· 6 min read
Proposals

Proposal Template for Google Docs: Free + Editable

A free proposal template for Google Docs with every section freelancers need, plus tips for personalizing it without losing professionalism.

Proposal Template for Google Docs: Free + Editable

Google Docs is free, collaborative, accessible from any device, and most clients already have a Google account. It’s a practical place to build and maintain a freelance proposal template. Here’s the structure to use and the few formatting decisions that will make it look polished.

The Google Docs proposal template structure

Every section below maps to a question your client is asking when they read your proposal.

Header block

At the top: your name or business name, your email, the client’s name and company, the date, and a proposal number. Use a two-column table for this — your info on the left, client info on the right — then remove the table borders so it reads as clean text.

Project summary (50–80 words)

This section exists to prove you understood the brief. Restate the client’s situation in your own words — the problem they’re solving, what they’ve already tried, and what success looks like. Don’t copy-paste from their email. Paraphrase and show insight.

What you’ll deliver

Bullet-point list of specific deliverables. Each bullet should describe an output, not a task. “Brand identity package including primary logo, secondary logo, color palette, and typography guide, delivered in Figma and exported as print-ready files” is a deliverable. “Design your brand” is not.

Timeline

A simple table works best: Phase / Description / Duration / Notes. For a short project, three rows is fine. For longer ones, go up to six or seven. Don’t write out the timeline in prose — tables scan faster.

Investment

Your total price, payment terms, and what triggers each payment. Keep this section short. Clients don’t need a breakdown of how you arrived at the number unless you’re doing hourly billing — in which case, show rate × estimated hours.

About you

Two or three sentences maximum. Lead with your most relevant credential for this specific project, not a general bio. “I’ve built e-commerce stores for 14 direct-to-consumer brands, including [X], which hit a 3.1% conversion rate within 60 days of launch.”

Next step

One clear instruction. “Reply to this email with ‘approved’ and I’ll send the contract and first invoice within 24 hours” or “Sign below and return — we’ll schedule a kickoff call the same week.” Remove any ambiguity about what happens after the client says yes.

Formatting a Google Docs proposal

Google Docs formatting pitfalls to avoid:

Don’t use the default body font and heading styles. They work fine, but setting a custom heading style (Heading 1, Heading 2 from the styles dropdown) makes the document look intentional rather than default.

Use clear spacing between sections. Select a section heading, go to Format > Paragraph styles > Heading 1, and set 12pt space before the paragraph. This gives the document breathing room without manual line breaks.

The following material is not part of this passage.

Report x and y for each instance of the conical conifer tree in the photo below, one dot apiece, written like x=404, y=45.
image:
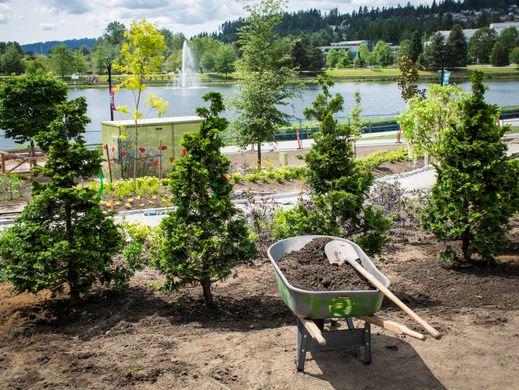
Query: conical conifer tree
x=204, y=237
x=477, y=190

Add your logo at the top using Insert > Image. Resize to 100–150px height max. Don’t let it dominate the page.

Set a consistent footer: your business name, email, “Proposal [number] — Confidential.” Insert it via Insert > Headers & Footers > Footer.

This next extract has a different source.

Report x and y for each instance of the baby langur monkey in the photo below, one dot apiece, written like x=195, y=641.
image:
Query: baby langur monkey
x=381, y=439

Before sending, always export the finished proposal as a PDF. Go to File > Download > PDF Document. This preserves your formatting exactly and prevents clients from accidentally editing the document.

Setting up your master template

The right way to maintain a Google Docs proposal template:

  1. Build your template with all seven sections
  2. Name it “PROPOSAL TEMPLATE — DO NOT EDIT”
  3. Move it to a dedicated “Templates” folder in your Google Drive
  4. When you need a new proposal, right-click > Make a copy, rename it “Proposal — [Client Name] — [Date]”
  5. Fill in the client-specific sections
  6. Export as PDF, send

Never work directly in your master template. One accidental save and you’ve overwritten weeks of refinement.

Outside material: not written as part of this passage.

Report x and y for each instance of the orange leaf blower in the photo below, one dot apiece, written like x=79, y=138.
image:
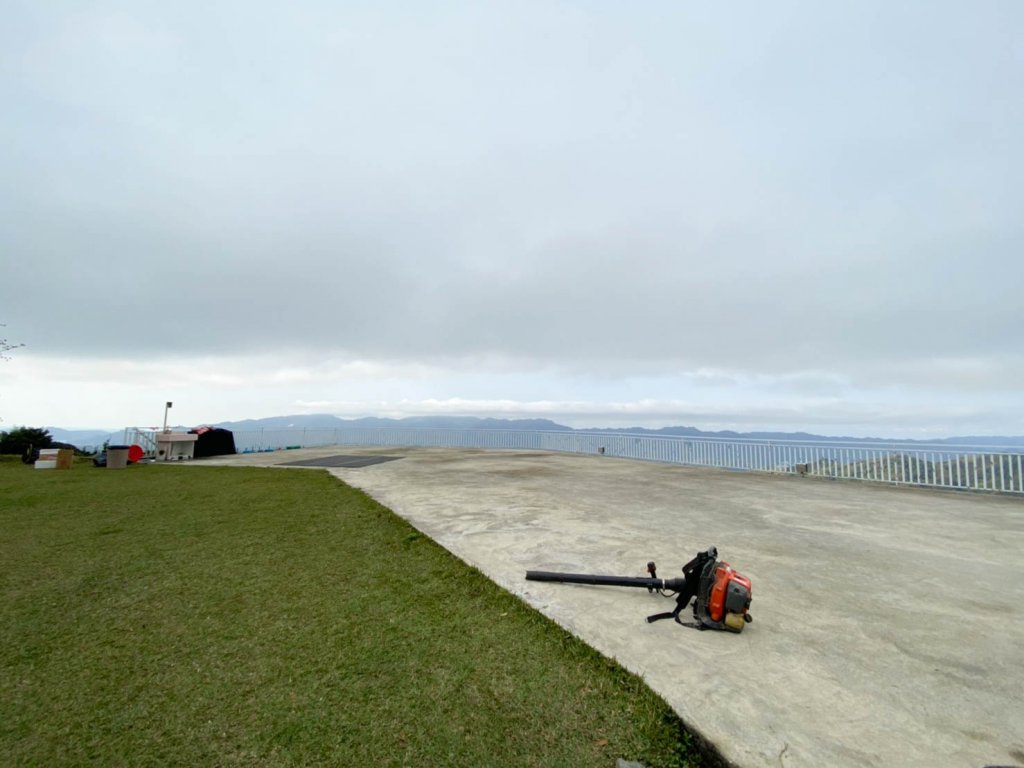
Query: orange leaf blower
x=721, y=595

When to use Google Docs vs. proposal software

Google Docs proposals work for:

  • Projects under $3–5K where speed matters more than tracking
  • Clients who specifically prefer document attachments
  • Situations where you’re iterating with the client in real time (they can leave comments)

The gap shows up when you need to know if the client actually opened the proposal. A PDF attachment gives you nothing. A Google Docs link gives you nothing useful either — Docs shows you when someone with edit access modified it, not when a view-only reader opened it.

Proposal software like Waco sends a tracked link so you see exactly when the client opens it and how much time they spend on each section. For proposals over $5K, that visibility changes how you follow up. You stop guessing and start responding to actual behavior.

For quick, simple projects, your Google Docs template does the job. Build it once, refine it over a few proposals, and you’ll have a solid foundation that takes 30–40 minutes to customize for each new client.